[1] There is no royal road to geometry After the death of Archimedes, mathematical progress had stopped. Archimedes had developed mathematics to a point where no further advances could be made without the use of Algebra and analytic geometry. History would have to wait seventeen centuries for the next major step. Archimedes had pointed the way to calculus or analysis, but there was no one there to follow. The growing Roman Empire invaded Egypt, setting fire to ships in Alexandria. The fire to the ships spread to the library and burned half a million manuscripts-the repository of all ancient knowledge. What the flames missed, the Moslems looted seven centuries later, scattering the heritage of Greece to the four winds.

Lobatchevsky and Euclid both worked on a not so "self-evident" axiom that through a point in a given plan only one line can be drawn parallel to another line on the plane.

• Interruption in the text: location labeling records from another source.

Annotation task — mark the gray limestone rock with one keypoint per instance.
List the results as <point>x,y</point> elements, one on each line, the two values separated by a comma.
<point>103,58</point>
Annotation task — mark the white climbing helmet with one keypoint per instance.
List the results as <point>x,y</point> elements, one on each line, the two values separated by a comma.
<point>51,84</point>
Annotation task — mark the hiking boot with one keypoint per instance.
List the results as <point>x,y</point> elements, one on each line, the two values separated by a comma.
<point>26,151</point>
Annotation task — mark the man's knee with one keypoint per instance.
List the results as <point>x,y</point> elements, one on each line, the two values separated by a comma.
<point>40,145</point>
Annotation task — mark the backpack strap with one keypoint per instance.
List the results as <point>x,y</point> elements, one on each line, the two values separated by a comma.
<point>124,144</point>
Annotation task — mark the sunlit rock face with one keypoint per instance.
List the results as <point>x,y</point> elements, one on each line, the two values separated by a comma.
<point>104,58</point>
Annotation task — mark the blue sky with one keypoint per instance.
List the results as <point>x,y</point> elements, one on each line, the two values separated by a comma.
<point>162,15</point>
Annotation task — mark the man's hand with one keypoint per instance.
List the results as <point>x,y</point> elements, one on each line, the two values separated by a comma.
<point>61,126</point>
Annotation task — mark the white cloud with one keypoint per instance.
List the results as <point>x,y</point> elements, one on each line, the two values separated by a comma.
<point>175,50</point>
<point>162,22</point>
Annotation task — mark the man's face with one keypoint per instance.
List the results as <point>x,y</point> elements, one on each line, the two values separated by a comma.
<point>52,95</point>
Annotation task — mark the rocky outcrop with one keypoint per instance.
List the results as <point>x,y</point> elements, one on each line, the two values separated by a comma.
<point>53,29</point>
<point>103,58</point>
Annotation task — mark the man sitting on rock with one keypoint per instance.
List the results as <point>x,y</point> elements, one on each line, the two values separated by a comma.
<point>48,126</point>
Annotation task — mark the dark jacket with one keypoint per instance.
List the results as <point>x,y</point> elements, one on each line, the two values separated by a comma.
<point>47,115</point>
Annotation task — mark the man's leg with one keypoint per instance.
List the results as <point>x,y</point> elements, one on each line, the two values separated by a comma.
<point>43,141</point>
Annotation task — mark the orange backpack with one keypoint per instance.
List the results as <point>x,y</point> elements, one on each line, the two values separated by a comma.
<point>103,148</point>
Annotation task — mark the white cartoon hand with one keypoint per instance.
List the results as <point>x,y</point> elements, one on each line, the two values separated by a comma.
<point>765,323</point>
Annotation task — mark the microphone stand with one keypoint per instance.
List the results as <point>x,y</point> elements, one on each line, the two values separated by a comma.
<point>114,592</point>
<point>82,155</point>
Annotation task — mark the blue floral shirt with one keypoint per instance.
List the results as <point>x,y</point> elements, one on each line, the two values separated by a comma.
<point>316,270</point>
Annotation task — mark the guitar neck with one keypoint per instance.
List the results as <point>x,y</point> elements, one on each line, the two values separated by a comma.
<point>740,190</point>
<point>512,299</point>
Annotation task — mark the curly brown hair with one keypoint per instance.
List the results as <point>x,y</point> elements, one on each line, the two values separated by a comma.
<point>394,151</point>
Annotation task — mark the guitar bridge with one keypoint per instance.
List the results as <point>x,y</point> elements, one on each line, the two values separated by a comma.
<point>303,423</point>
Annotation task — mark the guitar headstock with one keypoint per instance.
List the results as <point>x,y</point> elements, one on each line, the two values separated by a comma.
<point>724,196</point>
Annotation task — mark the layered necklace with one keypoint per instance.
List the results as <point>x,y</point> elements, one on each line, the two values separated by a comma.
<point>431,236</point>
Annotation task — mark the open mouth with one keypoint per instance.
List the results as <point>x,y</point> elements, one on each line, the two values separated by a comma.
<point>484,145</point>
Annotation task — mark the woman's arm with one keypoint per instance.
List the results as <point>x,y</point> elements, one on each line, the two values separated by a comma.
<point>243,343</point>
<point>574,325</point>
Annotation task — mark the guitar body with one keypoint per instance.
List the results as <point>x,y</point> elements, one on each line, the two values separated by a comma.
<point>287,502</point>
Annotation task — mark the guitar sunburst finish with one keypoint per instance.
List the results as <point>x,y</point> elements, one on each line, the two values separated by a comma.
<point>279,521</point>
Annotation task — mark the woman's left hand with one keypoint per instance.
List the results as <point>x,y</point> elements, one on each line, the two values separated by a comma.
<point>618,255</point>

Euclid defined the axiom as one that could not be proved. Lobatchevsky many years later tried to prove this theory. He discovered a non-Euclidean geometry-"pangeometry" or "Imaginary geometry" which is not depicted on an ordinary flat plane of Euclid. Instead, it can be visualized on a psuedoshpere. Even though this new geometry was just as valid as Euclid's, early astronomers thought Euclid's theory more useful. Euclidean geometry was capable of describing everything from paths of heavenly bodies to the sizes and shapes of dust. Therefore, they thought if space is Euclidean it cannot be non-Euclidean. It wasn't till the nineteenth century that Newtonian Physics, which is based on a Euclidean interpretation of space, appeared to have many problems. Albert Einstein, more than half a century later, erected a new system based on non-Euclidean geometry. This new system became a much simpler one to follow than Newton's system. Unlike Euclid, Lobatchevsky received little respect and recognition during his life. Yet for over two thousand years, no one had ever questioned Euclid's geometry until Nicholas Lobatchevsky.